Nach der regulären Spielsaison kommen dann die Trainingslehrgänge, sowohl mit der U22- Natio als auch mit dem A-Kader. So ein Lehrgang dauert immer ca. drei Tage, an denen täglich acht bis neun Stunden trainiert wird. Aber auch ein eigenes Trainingsprogramm über den Sommer ist wichtig, um im Herbst wieder fit für die Liga zu sein.

In deinem Leben passiert ja derzeit eine ganze Menge. Kürzlich hast du deine Ausbildung zum Einzelhandelskaufmann abgeschlossen, dann bist du vom Hamburger SV zum deutschen Vizemeister RSC-Rollis Zwickau gewechselt. Welchen Herausforderungen willst du dich in den kommenden Jahren noch stellen – beruflich, sportlich und auch privat?

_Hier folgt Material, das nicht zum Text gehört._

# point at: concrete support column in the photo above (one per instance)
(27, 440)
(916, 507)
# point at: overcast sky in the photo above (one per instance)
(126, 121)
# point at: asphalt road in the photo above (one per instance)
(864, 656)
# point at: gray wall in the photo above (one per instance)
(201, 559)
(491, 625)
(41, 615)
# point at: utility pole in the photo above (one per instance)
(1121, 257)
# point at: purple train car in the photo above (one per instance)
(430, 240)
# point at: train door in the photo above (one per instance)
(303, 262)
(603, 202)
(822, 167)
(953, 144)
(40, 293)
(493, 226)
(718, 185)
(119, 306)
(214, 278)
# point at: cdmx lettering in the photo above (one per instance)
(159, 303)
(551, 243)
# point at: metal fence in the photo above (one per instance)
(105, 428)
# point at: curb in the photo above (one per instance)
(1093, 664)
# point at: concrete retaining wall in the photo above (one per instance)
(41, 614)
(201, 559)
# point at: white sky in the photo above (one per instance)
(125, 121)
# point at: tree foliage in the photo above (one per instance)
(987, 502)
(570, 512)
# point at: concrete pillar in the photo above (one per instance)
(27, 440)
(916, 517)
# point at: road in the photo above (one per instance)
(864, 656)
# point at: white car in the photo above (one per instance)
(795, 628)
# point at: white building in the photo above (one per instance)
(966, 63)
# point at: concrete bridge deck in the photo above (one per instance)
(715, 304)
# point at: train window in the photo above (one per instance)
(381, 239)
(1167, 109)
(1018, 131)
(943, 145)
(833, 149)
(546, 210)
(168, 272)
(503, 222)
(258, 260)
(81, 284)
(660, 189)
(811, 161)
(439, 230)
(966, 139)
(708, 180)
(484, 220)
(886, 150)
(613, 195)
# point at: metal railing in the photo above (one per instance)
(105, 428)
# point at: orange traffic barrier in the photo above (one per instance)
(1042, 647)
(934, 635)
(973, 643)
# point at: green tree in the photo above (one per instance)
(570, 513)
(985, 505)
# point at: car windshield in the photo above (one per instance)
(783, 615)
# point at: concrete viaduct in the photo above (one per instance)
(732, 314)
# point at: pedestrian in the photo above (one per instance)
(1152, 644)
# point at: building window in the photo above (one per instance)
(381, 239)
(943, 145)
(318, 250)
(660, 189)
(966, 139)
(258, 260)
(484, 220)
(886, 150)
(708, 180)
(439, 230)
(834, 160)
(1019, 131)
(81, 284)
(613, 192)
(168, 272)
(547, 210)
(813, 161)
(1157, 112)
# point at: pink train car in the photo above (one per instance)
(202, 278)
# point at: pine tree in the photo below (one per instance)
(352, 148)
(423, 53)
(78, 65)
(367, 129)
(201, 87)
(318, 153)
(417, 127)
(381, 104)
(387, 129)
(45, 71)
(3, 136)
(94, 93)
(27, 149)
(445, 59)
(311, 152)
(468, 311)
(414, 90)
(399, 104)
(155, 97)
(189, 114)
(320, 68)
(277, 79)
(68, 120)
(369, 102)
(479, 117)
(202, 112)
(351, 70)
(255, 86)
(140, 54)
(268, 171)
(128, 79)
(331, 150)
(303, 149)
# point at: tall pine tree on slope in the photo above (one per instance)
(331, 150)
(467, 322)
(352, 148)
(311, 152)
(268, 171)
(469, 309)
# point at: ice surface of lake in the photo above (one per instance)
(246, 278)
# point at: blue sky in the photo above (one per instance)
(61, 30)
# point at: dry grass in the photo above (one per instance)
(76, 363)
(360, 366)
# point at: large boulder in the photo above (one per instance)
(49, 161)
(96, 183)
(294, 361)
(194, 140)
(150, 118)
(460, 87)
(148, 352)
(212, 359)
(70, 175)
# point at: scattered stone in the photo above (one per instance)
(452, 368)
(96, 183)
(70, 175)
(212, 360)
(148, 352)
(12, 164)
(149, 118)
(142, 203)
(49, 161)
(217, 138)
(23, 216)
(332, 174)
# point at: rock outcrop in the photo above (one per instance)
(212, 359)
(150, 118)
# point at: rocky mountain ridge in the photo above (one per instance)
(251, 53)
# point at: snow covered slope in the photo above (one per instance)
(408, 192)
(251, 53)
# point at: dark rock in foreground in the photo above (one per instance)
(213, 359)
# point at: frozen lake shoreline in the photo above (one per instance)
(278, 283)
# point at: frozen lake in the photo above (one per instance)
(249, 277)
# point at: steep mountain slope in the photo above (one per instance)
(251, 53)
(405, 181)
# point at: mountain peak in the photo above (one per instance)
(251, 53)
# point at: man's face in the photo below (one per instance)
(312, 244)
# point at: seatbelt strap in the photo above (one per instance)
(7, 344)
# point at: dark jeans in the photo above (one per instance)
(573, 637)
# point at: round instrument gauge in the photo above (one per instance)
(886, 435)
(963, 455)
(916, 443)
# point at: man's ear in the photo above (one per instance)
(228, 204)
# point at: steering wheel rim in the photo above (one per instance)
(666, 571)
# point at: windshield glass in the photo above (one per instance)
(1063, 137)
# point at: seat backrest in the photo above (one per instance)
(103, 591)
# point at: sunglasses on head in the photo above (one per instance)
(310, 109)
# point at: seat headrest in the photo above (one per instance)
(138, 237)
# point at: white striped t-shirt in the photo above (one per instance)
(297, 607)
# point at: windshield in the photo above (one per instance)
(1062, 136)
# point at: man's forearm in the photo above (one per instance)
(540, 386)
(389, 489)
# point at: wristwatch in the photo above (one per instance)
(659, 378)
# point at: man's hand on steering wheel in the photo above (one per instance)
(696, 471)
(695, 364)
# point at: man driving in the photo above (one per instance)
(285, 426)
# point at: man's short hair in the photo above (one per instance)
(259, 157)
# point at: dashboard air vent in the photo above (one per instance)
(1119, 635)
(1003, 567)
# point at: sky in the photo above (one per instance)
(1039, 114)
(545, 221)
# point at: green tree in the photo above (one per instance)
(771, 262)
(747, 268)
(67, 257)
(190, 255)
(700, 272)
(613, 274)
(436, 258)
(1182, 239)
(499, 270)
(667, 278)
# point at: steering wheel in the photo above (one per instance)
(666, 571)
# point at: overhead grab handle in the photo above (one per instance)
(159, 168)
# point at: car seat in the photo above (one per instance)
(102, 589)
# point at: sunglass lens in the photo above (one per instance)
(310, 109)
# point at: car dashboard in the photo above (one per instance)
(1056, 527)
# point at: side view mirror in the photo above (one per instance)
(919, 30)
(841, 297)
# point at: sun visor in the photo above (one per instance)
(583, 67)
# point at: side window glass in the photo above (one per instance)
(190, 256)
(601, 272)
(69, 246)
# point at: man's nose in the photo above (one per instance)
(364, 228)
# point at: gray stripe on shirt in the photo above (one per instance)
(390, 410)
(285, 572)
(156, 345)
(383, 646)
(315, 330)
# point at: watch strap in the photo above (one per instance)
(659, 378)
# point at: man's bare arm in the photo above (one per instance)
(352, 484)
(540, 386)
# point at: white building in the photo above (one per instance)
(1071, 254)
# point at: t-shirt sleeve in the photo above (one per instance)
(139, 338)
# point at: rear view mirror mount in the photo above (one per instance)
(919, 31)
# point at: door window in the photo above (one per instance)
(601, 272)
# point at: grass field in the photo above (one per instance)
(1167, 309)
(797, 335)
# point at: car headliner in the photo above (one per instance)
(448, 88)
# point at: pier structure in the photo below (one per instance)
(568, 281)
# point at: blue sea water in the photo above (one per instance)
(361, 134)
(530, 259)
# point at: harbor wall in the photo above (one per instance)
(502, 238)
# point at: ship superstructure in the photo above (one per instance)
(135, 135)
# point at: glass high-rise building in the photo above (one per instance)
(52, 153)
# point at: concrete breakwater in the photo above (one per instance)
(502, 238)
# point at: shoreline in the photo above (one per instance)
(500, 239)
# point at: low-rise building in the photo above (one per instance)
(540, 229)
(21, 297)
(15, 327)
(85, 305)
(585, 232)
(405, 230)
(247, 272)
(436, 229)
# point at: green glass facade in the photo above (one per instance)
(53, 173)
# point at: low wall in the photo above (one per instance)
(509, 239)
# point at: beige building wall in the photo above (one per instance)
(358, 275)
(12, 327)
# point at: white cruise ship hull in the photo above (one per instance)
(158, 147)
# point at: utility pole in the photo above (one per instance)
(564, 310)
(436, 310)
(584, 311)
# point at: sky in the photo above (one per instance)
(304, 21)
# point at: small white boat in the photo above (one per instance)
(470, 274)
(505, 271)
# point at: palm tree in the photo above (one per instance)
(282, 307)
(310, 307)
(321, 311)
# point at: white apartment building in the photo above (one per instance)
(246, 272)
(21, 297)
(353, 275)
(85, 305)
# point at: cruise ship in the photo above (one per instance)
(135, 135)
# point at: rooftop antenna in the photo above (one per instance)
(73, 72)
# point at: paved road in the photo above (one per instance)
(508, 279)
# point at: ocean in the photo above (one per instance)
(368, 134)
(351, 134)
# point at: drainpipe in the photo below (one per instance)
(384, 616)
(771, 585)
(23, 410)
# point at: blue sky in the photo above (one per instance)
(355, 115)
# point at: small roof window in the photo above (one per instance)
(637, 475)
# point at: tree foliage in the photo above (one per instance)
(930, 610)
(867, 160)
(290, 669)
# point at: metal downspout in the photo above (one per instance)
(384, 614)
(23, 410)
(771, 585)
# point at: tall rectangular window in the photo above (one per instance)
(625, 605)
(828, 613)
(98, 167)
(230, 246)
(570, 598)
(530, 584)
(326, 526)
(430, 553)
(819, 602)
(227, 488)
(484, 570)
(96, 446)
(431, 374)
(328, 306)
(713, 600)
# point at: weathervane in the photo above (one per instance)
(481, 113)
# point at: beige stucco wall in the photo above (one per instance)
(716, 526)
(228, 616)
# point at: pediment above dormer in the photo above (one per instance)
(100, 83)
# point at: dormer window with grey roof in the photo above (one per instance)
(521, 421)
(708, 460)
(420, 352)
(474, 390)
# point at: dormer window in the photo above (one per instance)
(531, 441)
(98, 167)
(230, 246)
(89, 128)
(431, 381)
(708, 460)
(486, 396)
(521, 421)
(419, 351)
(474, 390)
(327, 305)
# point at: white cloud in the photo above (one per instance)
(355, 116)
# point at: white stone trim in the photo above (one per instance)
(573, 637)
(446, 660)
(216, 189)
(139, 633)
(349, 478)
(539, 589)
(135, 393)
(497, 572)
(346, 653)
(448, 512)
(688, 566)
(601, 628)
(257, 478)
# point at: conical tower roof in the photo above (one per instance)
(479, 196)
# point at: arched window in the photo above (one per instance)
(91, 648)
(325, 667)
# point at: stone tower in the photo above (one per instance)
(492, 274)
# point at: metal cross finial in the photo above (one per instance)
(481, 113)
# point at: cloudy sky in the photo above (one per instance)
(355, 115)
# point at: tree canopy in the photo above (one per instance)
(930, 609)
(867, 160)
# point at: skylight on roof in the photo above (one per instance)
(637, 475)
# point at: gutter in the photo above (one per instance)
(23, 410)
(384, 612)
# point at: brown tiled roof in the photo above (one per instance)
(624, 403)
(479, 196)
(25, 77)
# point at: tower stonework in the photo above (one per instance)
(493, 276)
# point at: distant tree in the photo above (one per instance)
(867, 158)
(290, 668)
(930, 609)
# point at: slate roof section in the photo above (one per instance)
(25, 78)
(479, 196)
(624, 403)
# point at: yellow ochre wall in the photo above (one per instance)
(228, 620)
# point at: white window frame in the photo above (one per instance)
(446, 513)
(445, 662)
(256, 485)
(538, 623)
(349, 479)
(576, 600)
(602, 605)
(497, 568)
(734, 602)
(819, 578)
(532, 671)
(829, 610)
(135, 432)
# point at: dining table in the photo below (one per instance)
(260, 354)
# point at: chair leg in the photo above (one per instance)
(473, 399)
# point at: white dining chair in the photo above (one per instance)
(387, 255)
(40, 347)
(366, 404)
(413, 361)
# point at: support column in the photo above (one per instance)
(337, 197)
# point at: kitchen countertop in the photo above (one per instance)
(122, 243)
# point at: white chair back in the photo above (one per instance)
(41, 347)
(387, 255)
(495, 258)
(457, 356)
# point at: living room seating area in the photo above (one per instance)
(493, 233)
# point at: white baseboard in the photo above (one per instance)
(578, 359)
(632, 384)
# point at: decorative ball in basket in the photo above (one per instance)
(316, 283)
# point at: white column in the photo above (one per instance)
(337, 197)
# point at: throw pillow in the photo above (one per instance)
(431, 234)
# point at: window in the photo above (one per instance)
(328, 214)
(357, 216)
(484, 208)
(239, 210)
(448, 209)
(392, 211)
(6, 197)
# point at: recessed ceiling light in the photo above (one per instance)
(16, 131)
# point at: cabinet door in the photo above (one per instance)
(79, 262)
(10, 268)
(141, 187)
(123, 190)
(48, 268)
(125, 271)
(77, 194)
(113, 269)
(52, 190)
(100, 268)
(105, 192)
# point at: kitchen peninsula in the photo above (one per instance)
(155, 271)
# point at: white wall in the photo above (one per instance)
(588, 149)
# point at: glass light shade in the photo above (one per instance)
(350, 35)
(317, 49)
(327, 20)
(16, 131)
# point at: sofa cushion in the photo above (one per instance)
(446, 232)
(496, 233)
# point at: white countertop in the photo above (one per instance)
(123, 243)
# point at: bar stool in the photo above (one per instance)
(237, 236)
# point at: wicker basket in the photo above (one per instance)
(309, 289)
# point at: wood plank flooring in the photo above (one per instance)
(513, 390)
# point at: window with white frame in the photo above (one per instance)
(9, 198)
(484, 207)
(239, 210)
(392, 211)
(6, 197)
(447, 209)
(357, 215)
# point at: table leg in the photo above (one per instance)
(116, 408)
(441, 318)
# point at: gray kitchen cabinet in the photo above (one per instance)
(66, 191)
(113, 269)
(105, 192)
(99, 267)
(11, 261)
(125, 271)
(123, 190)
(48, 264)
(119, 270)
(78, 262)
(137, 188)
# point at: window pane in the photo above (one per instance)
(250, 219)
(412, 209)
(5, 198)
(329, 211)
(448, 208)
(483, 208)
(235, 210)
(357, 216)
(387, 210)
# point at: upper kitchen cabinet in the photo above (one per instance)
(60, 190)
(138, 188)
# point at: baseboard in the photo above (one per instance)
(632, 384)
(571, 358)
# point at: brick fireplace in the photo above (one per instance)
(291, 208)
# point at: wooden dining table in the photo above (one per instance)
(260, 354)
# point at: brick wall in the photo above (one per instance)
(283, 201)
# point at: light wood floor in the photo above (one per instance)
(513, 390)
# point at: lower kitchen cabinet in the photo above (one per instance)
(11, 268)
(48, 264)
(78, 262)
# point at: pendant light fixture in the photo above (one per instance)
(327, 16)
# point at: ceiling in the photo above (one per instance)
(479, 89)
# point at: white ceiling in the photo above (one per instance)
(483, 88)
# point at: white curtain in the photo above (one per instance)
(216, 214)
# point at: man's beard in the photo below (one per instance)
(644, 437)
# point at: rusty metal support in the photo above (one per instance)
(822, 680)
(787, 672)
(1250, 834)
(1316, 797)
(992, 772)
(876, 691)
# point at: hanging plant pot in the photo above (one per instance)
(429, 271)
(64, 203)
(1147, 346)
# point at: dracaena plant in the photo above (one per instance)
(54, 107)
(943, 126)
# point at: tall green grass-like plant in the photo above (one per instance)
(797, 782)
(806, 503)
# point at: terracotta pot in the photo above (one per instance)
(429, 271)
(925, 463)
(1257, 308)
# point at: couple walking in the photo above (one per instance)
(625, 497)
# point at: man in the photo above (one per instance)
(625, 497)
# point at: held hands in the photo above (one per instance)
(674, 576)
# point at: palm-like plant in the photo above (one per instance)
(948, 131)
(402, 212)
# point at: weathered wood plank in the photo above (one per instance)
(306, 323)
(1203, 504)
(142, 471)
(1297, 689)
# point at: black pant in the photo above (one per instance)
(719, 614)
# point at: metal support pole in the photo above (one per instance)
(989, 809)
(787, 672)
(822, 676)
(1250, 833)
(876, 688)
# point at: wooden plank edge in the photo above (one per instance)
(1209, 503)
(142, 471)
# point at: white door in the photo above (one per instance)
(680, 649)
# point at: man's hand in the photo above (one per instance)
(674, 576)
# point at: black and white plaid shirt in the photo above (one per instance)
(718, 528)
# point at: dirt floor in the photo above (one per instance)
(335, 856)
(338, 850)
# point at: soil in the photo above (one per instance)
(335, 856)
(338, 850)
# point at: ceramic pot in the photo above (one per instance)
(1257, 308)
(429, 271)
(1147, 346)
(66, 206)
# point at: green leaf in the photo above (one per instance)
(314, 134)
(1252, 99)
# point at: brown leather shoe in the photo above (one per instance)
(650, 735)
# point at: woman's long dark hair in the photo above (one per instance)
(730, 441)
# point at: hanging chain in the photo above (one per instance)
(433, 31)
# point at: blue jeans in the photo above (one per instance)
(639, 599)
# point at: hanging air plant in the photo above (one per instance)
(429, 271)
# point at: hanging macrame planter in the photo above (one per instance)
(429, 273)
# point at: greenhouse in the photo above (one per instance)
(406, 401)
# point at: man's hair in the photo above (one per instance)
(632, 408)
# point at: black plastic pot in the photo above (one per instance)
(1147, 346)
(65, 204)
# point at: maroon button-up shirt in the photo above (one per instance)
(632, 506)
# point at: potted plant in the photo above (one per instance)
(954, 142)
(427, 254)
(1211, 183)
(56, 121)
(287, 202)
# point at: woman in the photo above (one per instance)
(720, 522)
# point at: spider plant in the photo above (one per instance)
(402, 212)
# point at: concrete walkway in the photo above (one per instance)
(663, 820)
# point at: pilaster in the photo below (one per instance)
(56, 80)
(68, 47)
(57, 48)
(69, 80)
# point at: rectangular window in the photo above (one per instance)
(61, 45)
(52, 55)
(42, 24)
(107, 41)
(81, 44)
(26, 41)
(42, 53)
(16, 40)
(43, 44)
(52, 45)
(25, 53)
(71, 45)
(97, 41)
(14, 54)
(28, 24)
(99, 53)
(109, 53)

Kai Möller: Beruflich will ich natürlich am Ball bleiben. Derzeit bin ich auf der Suche nach einem kleinen Job, da mich der Sport zeitlich sehr in Beschlag nimmt. Sportlich möchte ich mich auf dem hohen Niveau, auf dem sich mein Verein bewegt, abschließend etablieren – und natürlich den Titel zurück nach Zwickau holen. Auf internationaler Ebene will ich gern, fest in den A-Kader der Nationalmannschaft aufgenommen zu werden, um 2011 bei der EM in Israel dabei zu sein und die Qualifikation für die Paralympics 2012 in London doch noch zu schaffen.

Und privat möchte ich irgendwann eine eigene Familie gründen. Aber das hat noch ein paar Jahre Zeit. Zunächst möchte ich dieses Jahr endlich mal wieder in den Urlaub fahren. Dafür war im vergangenen Sommer durch die U22-EM leider keine Zeit.